The world champion is now the highest ranked of the favourites, laying in third place with thirty seconds advantage over Andy Schleck, 1.01 over Alberto Contador, 1.10 over Bradley Wiggins and 1.51 over Lance Armstrong. “This is a very good day for us”, said a jubilant BMC team owner Andy Rihs, whose passion for cycling was affected by the Floyd Landis drama in 2006 but is restored now by the exploits of the world champion.
“Even in my most pretentious plans, I couldn’t have imagined that I could gain so much time over adversaries like Contador and Armstrong”, Evans told L’Equipe after stage three to Arenberg. “I had put a mark on that day because I knew it could be chaotic. We prepared it well with the right material. We discussed a lot about technical details, choice of tyres and gears. We didn't make any mistakes.”

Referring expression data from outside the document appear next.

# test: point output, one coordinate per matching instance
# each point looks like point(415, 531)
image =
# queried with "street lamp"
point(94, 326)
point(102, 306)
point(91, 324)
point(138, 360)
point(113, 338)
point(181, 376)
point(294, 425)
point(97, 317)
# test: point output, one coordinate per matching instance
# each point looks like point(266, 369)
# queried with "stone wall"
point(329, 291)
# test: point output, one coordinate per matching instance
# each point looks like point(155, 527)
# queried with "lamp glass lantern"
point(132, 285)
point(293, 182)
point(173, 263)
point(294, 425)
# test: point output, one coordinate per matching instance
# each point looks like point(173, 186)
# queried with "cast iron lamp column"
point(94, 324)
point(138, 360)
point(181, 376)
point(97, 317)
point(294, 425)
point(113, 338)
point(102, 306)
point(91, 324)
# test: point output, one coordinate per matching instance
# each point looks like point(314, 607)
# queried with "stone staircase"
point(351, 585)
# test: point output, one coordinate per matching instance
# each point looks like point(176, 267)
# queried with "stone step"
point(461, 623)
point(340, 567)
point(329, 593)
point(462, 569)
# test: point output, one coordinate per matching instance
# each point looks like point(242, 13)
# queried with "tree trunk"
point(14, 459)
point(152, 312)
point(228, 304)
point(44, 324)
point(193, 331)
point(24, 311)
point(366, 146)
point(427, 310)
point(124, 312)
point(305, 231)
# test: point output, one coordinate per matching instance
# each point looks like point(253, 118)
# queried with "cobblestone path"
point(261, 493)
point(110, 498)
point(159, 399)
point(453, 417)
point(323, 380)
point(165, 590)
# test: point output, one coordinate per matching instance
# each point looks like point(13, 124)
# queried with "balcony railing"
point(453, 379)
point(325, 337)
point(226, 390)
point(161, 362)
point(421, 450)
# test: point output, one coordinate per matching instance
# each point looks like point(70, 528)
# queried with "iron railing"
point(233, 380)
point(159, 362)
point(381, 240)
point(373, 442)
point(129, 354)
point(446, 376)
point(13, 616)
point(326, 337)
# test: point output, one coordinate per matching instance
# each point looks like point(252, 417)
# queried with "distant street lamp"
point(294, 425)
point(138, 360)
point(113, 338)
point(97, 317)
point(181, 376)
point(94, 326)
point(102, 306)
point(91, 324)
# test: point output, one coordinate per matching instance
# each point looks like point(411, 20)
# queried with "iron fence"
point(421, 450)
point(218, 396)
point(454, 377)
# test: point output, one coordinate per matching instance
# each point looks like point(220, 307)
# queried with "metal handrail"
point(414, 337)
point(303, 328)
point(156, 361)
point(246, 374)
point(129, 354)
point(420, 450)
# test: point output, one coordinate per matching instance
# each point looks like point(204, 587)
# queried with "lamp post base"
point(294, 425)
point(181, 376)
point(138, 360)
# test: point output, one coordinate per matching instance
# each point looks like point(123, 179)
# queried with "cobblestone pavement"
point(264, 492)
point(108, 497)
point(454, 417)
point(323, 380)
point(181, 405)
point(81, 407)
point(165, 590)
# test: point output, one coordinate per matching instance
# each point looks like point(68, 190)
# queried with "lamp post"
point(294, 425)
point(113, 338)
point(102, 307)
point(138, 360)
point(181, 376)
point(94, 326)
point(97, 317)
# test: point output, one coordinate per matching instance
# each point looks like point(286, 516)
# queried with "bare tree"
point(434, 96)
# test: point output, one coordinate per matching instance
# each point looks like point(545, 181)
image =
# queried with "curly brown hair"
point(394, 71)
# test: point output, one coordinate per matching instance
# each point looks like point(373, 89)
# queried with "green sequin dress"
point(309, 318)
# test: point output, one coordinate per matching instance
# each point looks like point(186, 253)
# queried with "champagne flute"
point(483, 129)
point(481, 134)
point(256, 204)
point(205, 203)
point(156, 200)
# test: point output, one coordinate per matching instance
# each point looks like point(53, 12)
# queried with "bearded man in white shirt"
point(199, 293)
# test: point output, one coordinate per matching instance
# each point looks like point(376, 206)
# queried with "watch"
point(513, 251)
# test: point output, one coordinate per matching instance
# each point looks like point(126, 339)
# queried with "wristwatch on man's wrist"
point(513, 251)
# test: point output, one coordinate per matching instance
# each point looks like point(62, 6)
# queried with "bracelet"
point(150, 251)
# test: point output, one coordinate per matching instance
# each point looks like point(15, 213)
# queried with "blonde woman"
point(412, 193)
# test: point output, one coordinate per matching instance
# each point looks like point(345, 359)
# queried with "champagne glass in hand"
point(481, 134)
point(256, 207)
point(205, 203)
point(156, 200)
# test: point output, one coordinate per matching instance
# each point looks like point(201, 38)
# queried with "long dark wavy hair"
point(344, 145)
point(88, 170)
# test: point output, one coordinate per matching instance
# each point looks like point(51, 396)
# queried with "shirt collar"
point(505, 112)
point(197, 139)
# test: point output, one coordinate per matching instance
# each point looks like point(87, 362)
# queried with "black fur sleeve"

Evans had never ridden competitively on the cobblestones of Paris-Roubaix before. He reconnoitred the stages in April with his teammate Steve Morabito. “I knew where the traps were and also the profitable places for the best positioning”, Evans said.
Fränk Schleck's crash makes Evans to be the top beneficiary of the hectic day, but BMC team president Jim Ochowicz played it down, although he was obviously satisfied with the outcome of the stage. “We’re out of a rider too”, he told Cyclingnews. BMC lost Mathias Frank to a severe crash during the prologue in Rotterdam. The Swiss rider was supposed to be one of Evans’ right hand men in the mountains.
BMC's young team in formation doesn't offer the best climbing support to Evans, while Saxo Bank remains well armed for the climbs with Jakob Fuglsang and Chris Anker Sørensen. On the other hand, the line-up looked good for the cobblestones stage with the likes of Paris-Roubaix specialist George Hincapie and former Gent-Wevelgem winner Marcus Burghardt. But Evans rode successfully by himself in the heat of the action on the pavés.
“I kept in mind my bad prologue in Rotterdam (23rd) and I didn’t want to lose more time like in the team time trial of Montpellier last year”, Evans added. “I wanted to make up my deficit as quickly as possible. For once things turn out in my favour. I’m really happy. Psychologically, it’s good to be ahead but I don’t want to think about the future of this race for now.”
The popular success of stages like the strade bianche and the pavés will push the Grand Tours organisers to go for more stages like that. This could eventually make Evans a winner after all the disillusions he experienced in the past five years.